Each year around the world 3.6 million infants die in the first 28 days of life. The majority of these deaths occur within seven days of birth and 98 percent occur in developing countries.
But basic newborn care and resuscitation interventions could be implemented in a cost-effective manner at health-care facilities in countries with limited financial resources, according to the findings of study by University of Alabama at Birmingham researchers published online April 18, 2011, in Pediatrics.
Previous studies have shown that training personnel in first-level facilities and communities in developing countries using basic neonatal care from the World Health Organization Essential Newborn Care course — routine neonatal care, resuscitation, thermoregulation, breastfeeding, kangaroo care, care of the small baby and common illnesses — could save up to 1 million lives each year.
“A major barrier to action on neonatal health has been the erroneous perception that only expensive, highly technological care can reduce mortality,” said study co-author Wally Carlo, M.D., director of the UAB Division of Neonatology. “We have proven through this study that the cost of saving lives is very low – about $200 per child.”
Carlo and his colleagues compared the cost and the outcomes of training midwives who worked in primary care, low-risk health facilities in Lusaka and Ndola, Zambia. The midwives participated in the WHO essential newborn-care course on seven-day neonatal mortality.
They looked at two types of expenses: program-level costs (initial training, training equipment and materials, initial implementation and supervision) and maintenance costs (ongoing supervision, the costs per year for subsequent maintenance of the program). They related these to neonatal mortality in the clinic for both pre-training and post training for the staffs.
A total of 40,615 neonates were enrolled in the study. All-cause seven-day neonatal mortality decreased from 11.5 per 1,000 births before essential newborn-care training to 6.8 per 1,000 births after training; it was associated with a decrease in deaths caused by birth asphyxia and infection. During the post-training period 20,534 neonates survived and did not suffer seven-day early neonatal mortality, reducing neonatal death in Zambia by 40 percent.
“On the basis of this outcome we estimated that a total of 97 lives were saved during the study period, with a cost per life saved of $208,” Carlo said. “The estimated yearly costs to maintain the program, including equipment replacement, training manuals, and personnel was $14,128 per year and cost-effectiveness data like this are needed to guide the development of policies and strategies to accomplish the United Nations’ Millennium Development Goal 4 to reduce childhood mortality by two-thirds by 2015.”

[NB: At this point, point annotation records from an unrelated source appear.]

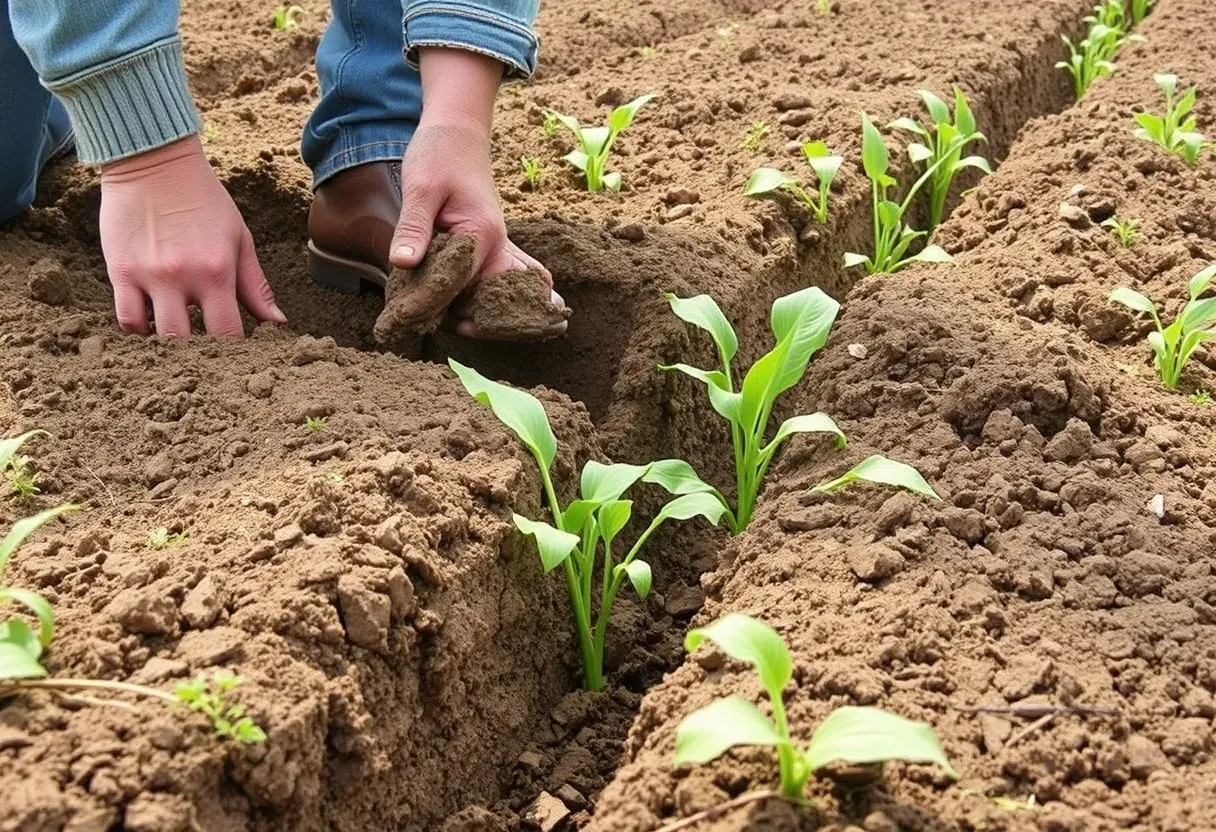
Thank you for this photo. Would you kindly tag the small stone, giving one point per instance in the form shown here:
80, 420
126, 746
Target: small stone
545, 813
202, 605
365, 613
876, 562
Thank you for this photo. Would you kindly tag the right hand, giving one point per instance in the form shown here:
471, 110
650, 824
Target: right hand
172, 235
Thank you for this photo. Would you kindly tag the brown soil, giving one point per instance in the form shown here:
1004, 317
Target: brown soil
397, 640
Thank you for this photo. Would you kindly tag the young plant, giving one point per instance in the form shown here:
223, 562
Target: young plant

Carlo’s co-authors on the paper are Albert Manasyan, M.D., M.P.H., and Sara Krzywanski, M.S., of UAB; Elwyn Chomba, M.D., of UAB, the Centre for Infectious Disease Research (CIDRZ) and University of Zambia, Lusaka, Zambia; Elizabeth M. McClure, M.Ed., RTI International, Durham, N.C.; and Linda L. Wright, M.D. of the Eunice Kennedy Shriver National Institute of Child Health and Human Development, Bethesda, Md.
This study was funded by grants from the Eunice Kennedy Shriver National Institute of Child Health and Human Development, Global Network for Women’s and Children’s Health Research and the Bill and Melinda Gates Foundation.